Del mismo modo, una colorística efigie de Marylin, de Andy Warhol, es una cumbre del pop art, del arte moderno o contemporáneo. Los coleccionistas y los museos se arruinan para obtenerla. ¿Qué ocurre cuando descubren que es obra de Elaine Sturtevant -una artista, aún viva, mucho menos conocida? Del mismo modo, sus seguidores, ¿se alegrarían si descubrieran que, por equivocación, han pagado fortunas para acabar teniendo "un" Warhol?
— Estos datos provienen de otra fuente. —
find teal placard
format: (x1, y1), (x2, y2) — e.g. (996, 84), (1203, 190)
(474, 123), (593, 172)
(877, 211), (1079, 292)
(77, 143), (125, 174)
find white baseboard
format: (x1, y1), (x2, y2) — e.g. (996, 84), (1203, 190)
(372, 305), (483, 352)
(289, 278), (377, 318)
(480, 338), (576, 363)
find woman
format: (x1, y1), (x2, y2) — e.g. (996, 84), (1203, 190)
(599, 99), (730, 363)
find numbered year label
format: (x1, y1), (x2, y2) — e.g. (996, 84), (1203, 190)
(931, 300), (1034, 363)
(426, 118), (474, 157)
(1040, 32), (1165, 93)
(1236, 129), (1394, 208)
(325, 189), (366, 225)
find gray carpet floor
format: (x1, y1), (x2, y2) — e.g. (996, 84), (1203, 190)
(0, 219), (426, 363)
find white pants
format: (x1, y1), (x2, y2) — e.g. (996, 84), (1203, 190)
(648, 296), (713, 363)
Ambas "Marylines" son formalmente idénticas. Sturtevant -cuyo arte consiste en pintar como otros artistas, pintando los motivos más conocidos de éstos- logró que Warhol le cediera las planchas serigrafiadas que utilizaba (o que sus ayudantes utilizaban), así como los pigmentos empleados. Por tanto, la obra de Warhol y de Sturtevant es indistinguible. Materiales, técnicas, procedimientos son los mismos. El resultado es, necesariamente el mismo. Se dice incluso que "los" Warhol" más "warholianos" son obra de Sturtevant. ¿Son apreciados del mismo modo? Muchos coleccionistas y "entendidos" del arte, desechan "Marylines" que tienen ante los ojos o que han comprado, cuando descubren que son obra de Sturtevant. Devuelven la pintura. Ya no les interesa; ya no la disfrutan. ¿Quién se lo reprocharía?
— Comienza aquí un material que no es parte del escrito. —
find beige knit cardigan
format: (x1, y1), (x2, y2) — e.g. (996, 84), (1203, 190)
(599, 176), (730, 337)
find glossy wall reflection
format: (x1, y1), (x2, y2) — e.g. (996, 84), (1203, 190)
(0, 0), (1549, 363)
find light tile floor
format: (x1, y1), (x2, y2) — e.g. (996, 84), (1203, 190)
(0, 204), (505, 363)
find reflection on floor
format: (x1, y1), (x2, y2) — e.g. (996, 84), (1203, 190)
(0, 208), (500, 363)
¿Cuántas obras, de arte y de arqueología, no son del autor o  de la época inicialmente pensados? Un fetiche egipcio puede fascinar. Los críticos valoran su magia, la perfección de las formas y de su fabricación. Sin embargo, de pronto, el fetiche pierde cualquier atractivo a gracias cuando se comprueba que ha sido fabricado ayer. El conocimiento del dato sobre la autoría y la época altera nuestro juicio. Un garabato se convierte en una obra admirable o digna de ser contemplada o estudiada si se descubra que es de Leonardo; si es de un estudiante actual acaba en la papelera; de un artista renacentista anónimo o desconocido, en las reservas de un museo de donde no saldrá nunca. Pierde toda "gracia".

Esos datos incumben a la historia del arte,. Sin ellos, la interpretación de la obra, a cargo de la estética o la teoría del arte, se tambalea: es aproximada o imposible. No se sabe bien cómo abordar la obra, cómo juzgarla. Por otra parte, el mensaje que encierra necesariamente es distinto -aunque la forma sea idéntica: un artesano de hace cinco mil años no puede querer decir lo mismo que un escultor actual, incluso si pertenece a una tribu "primitiva".  Pero mi lectura de la obra tiene que tener lugar partiendo de ésta. Por tanto, tengo que ser capaz de reconocerla, de identificarla. Sino, ocurre lo mismo que cuando me dirijo a una persona equivocada, es decir a una persona que confundo con otra: el diálogo es imposible, o es absurdo: no hay comunicación posible.